You can see examples of modelling tags and taxonomies in Neo4j easily by running:

docker run --publish=7474:7474 --publish=7687:7687 neo4j:3.4

Then, browse to http://localhost:7474/browser/ (the initial password is "neo4j"; you must change it upon login). Enter in the example commands shown in this proposal, then run the command “MATCH (n) RETURN n LIMIT 100” to see the graph.

To reset this test database at any time, run this command:

MATCH (n)
DETACH DELETE n


Open Questions

  1. Should Taxonomies be typed (User hierarchy taxonomies, learning outcome taxonomies, etc.)? Alternately, should Taxonomies specify what types of TaggableEntity they apply to?
  2. Should Taxonomies be a Node that CONTAINS all their tags, or a Label in Neo4j applied to all of that Taxonomy’s tags? (Probably a Node)
  3. Should/can we support RDF import/export?
  4. Should we support an additional type of tag, which is a parametrized tag? So a taxonomy could contain things like “Author {applies_to: ‘User’}”, “Publisher {applies_to: ‘Group’}”, and then content could be tagged like
    Block X has tag “Author: “ with user “Braden MacDonald”

    This is useful for Open edX instances that want to have custom structured data about their content. For example, a particular Open edX instance may need to tag all of their content with “Author”, “Publisher”, “Copyright Owner”, and “Department”.

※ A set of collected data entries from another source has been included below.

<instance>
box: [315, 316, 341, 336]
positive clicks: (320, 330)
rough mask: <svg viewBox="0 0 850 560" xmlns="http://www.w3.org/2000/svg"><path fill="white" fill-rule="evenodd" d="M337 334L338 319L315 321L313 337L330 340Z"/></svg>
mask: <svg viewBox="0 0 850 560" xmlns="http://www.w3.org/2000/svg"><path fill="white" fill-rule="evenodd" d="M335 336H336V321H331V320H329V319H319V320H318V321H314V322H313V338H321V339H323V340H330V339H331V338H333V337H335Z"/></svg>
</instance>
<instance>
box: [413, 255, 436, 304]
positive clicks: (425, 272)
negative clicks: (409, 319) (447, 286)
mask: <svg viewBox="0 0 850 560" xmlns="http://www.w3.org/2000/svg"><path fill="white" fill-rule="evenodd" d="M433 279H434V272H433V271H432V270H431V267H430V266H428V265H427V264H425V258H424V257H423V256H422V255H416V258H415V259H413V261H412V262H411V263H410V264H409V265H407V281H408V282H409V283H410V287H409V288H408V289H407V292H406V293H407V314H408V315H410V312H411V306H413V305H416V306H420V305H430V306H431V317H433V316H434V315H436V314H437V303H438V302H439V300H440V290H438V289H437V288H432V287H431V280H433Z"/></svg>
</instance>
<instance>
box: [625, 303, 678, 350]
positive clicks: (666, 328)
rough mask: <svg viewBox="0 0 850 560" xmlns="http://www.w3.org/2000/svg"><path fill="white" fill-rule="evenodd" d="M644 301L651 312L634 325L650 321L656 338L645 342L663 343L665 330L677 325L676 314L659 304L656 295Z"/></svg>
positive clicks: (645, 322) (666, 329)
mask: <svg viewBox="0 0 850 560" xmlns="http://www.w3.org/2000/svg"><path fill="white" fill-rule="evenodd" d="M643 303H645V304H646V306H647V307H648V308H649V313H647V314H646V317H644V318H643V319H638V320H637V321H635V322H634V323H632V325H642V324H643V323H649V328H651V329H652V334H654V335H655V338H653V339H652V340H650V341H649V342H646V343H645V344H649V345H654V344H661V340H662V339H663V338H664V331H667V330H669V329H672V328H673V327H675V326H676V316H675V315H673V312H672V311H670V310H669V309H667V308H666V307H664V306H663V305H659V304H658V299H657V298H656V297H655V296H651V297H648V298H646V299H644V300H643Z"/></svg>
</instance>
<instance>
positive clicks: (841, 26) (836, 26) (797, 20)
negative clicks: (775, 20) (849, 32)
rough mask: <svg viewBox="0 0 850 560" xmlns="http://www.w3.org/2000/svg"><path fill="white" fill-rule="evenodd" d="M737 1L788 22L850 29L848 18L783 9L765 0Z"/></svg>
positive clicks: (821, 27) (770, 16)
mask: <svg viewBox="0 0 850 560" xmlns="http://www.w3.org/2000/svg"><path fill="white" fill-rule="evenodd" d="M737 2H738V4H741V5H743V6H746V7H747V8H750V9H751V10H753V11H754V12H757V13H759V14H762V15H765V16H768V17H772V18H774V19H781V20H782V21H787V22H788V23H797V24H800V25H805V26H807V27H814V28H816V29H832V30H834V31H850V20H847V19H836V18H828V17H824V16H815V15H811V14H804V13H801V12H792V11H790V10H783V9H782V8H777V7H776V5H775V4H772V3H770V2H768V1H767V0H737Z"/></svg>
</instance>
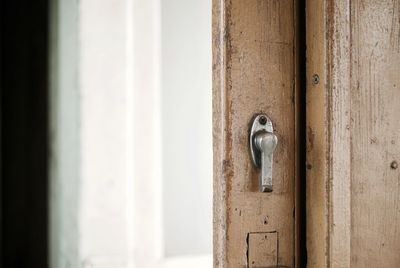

    In Neo4j syntax, a parametrized Author tag could look like:

    MERGE (user:User:TaggableEntity {type: 'user', externalId: 345})
    MERGE (block:Content:TaggableEntity {type: 'content', externalId: 'block-v1:a+b+c'})
    MATCH (taxonomy:Taxonomy {name: 'MyOrg Attribution Taxonomy', type: 'public'})-[:CONTAINS]->(tag:ParametrizedTag {tag: 'Author'})
    CREATE
       (block)-[:TAGGEDWITH]->(x1:AppliedParametrizedTag)-[:TAGGEDWITH]->(tag),
       (x1)-[:PARAMETER]->(user)